If you have access to a Nessus Pro Feed, it supports SCADA/ICS
service/vuln detection for a wide variety of devices. I've gone into a variety
of ICS labs and done scanning with no crashes of big or small devices.

Personally, I always find it funny how much embedded Windows OSes
there are in these ICS labs.

Ron Gula, CEO
Tenable Network Security

On Nov 27, 2012, at 1:48 PM, "Bruce Barnett" <[email protected]> wrote:

> I'm going to have a short-time access to a SCADA test lab, and I want
> to run a port map to characterize the services available.
> 
> There are about 7 networks (virtual and real), with 6 physical
> Ethernet ports. I want to discover all services, on all networks. I
> don't need stealth, and I want to avoid scans that might crash older
> devices.
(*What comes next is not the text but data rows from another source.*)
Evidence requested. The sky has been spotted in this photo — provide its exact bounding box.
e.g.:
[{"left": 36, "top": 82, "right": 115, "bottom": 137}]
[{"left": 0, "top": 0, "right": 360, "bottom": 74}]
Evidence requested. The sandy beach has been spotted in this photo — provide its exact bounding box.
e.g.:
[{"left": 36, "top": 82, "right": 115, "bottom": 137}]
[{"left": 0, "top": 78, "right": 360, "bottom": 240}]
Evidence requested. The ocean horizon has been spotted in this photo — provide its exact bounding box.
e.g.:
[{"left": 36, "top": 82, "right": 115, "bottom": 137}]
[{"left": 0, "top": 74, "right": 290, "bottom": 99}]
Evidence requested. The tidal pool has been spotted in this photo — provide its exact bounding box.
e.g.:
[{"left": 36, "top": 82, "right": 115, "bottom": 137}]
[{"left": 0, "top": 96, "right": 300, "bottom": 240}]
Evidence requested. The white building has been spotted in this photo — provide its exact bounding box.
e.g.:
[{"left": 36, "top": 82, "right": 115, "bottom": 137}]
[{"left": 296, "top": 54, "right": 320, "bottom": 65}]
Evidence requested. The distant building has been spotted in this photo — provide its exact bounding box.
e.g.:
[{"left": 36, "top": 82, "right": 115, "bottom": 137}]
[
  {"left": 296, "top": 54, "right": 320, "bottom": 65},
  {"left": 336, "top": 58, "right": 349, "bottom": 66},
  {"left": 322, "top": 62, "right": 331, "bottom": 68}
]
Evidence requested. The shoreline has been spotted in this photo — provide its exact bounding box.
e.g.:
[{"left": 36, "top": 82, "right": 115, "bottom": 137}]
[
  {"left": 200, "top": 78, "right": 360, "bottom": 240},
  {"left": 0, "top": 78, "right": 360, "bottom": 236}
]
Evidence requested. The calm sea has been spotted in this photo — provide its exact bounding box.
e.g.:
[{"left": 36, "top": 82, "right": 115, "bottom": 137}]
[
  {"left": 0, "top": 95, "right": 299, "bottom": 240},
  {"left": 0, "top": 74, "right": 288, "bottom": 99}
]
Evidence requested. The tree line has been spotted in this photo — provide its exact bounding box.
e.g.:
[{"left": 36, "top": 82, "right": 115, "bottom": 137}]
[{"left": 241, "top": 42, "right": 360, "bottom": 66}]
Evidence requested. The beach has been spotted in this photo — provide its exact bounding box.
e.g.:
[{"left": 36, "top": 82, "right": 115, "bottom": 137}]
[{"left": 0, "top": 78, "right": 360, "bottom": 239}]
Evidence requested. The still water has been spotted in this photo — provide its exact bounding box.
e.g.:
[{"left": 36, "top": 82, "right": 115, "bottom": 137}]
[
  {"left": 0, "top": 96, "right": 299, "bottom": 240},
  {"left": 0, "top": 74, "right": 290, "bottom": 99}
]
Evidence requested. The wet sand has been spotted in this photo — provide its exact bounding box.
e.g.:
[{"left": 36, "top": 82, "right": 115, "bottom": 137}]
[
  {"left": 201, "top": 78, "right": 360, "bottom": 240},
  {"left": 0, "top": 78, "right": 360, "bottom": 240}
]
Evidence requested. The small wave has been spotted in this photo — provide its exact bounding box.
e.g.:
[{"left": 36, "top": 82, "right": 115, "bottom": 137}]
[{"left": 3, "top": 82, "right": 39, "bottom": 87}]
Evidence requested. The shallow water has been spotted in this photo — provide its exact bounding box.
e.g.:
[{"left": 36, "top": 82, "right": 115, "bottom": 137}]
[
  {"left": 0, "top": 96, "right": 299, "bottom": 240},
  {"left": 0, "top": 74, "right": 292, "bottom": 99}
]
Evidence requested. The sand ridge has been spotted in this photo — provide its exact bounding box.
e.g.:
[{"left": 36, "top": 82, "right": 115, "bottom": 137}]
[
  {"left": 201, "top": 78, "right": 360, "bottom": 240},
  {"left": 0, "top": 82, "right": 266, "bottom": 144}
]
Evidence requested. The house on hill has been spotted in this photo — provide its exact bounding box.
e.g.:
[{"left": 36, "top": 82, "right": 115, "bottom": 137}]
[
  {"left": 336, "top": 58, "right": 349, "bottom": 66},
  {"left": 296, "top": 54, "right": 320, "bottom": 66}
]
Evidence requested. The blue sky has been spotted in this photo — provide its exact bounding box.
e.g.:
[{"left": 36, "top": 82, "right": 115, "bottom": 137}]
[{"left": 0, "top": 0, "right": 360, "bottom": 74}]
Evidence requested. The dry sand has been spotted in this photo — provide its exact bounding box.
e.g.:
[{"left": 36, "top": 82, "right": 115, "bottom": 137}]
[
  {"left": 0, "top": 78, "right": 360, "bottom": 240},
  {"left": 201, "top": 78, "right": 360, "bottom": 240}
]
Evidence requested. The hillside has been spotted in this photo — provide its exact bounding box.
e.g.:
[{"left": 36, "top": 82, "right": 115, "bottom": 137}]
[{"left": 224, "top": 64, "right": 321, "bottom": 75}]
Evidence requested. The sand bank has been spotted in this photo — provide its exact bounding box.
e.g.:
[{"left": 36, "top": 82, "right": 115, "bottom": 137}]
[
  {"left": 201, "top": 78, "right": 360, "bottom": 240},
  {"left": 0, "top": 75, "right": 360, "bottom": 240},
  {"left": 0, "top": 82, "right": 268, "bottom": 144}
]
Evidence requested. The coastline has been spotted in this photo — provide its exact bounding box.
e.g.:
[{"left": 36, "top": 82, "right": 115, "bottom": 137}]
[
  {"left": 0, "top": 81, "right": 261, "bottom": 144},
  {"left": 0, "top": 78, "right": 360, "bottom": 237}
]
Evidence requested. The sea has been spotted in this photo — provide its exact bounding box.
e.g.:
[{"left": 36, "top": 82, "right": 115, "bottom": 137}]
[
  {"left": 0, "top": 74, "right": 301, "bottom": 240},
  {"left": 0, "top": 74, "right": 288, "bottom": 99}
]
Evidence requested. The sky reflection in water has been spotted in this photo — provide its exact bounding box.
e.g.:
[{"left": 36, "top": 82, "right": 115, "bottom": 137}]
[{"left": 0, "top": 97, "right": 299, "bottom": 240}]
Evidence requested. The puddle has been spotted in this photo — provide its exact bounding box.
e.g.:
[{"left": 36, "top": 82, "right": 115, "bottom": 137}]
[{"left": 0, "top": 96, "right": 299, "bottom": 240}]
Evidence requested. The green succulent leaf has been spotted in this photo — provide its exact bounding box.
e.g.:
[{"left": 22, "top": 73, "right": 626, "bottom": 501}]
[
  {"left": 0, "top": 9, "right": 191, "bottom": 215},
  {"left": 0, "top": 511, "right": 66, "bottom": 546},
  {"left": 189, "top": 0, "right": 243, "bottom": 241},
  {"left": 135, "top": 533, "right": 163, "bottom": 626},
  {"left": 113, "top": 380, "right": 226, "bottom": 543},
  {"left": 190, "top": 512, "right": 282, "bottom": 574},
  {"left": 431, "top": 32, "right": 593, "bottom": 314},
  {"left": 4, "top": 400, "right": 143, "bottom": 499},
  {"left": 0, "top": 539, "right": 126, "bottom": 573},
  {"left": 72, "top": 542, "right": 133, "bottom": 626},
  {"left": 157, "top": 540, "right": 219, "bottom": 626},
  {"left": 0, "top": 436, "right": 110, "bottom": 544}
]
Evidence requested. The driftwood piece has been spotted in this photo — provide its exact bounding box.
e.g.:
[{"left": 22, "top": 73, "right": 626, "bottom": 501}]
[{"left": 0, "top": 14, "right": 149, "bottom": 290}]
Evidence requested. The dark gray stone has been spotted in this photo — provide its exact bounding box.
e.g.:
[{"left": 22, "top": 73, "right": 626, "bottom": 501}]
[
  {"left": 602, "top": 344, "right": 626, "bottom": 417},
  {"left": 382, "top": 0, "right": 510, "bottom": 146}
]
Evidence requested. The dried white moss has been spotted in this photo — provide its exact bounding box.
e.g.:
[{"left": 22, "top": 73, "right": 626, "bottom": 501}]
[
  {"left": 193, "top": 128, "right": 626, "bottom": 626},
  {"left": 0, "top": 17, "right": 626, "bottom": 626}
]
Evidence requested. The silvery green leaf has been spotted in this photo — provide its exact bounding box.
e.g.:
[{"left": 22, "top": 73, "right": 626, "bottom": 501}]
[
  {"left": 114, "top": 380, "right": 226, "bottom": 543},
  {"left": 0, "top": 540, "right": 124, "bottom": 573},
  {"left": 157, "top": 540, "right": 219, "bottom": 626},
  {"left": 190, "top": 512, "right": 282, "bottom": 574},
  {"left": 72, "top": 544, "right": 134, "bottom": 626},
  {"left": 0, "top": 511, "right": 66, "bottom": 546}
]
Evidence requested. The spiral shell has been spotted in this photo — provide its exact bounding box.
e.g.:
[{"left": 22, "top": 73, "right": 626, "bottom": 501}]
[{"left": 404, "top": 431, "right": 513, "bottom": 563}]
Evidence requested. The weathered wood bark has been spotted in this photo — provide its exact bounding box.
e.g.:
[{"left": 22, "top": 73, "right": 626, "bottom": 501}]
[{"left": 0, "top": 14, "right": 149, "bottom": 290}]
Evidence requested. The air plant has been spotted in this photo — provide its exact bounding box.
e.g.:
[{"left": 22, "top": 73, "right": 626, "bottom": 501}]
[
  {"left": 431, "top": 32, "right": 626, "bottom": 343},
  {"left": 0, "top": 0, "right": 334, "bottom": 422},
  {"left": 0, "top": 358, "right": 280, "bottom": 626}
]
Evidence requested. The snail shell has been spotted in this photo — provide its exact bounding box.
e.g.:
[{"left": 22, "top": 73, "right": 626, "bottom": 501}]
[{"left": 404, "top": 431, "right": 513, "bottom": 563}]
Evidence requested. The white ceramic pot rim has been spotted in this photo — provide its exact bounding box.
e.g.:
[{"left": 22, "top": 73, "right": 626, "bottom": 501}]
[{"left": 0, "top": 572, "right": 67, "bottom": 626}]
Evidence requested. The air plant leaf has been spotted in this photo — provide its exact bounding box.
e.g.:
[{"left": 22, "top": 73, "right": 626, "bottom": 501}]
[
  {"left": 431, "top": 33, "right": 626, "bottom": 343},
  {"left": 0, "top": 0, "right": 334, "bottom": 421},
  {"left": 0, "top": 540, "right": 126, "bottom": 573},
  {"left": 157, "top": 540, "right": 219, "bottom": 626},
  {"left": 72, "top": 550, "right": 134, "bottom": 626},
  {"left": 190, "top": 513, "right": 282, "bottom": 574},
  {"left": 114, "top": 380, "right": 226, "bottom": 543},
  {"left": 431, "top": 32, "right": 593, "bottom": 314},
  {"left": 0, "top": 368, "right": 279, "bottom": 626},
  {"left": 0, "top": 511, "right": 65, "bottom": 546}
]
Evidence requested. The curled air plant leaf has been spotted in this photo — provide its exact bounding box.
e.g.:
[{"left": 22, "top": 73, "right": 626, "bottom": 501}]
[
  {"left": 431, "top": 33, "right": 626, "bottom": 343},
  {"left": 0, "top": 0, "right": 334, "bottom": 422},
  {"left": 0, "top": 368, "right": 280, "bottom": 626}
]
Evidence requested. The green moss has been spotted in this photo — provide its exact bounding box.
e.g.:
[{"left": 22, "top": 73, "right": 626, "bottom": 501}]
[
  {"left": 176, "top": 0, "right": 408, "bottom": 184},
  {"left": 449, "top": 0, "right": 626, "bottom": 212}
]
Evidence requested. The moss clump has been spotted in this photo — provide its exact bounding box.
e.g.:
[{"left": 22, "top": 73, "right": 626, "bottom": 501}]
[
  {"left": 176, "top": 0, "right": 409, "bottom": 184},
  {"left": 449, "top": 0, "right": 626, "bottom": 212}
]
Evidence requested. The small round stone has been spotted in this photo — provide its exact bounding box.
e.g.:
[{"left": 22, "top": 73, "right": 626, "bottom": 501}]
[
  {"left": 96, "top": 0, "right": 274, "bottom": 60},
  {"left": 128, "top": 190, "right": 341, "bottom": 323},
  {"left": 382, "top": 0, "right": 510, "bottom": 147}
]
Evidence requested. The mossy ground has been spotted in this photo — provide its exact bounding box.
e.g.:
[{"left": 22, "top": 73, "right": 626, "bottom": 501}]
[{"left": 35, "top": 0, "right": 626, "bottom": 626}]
I also don't want to get half-done and realize that I made
> the wrong choices, and have to do it again.
> 
> I was thinking of using -sS, but I am concerned some devices might
> crash if there are too many half-open connections .
> So should I use -sT instead - I think.
> And -r would make the scan more "repeatable" if some device crashes.
> So any comments on using these options:
> 
>    nmap  -r -v -sT -sU 10.1.1.0/24 10.2.0.0/24 -oX scan1.xml -oG scan1.txt
> repeat for next interface....., etc.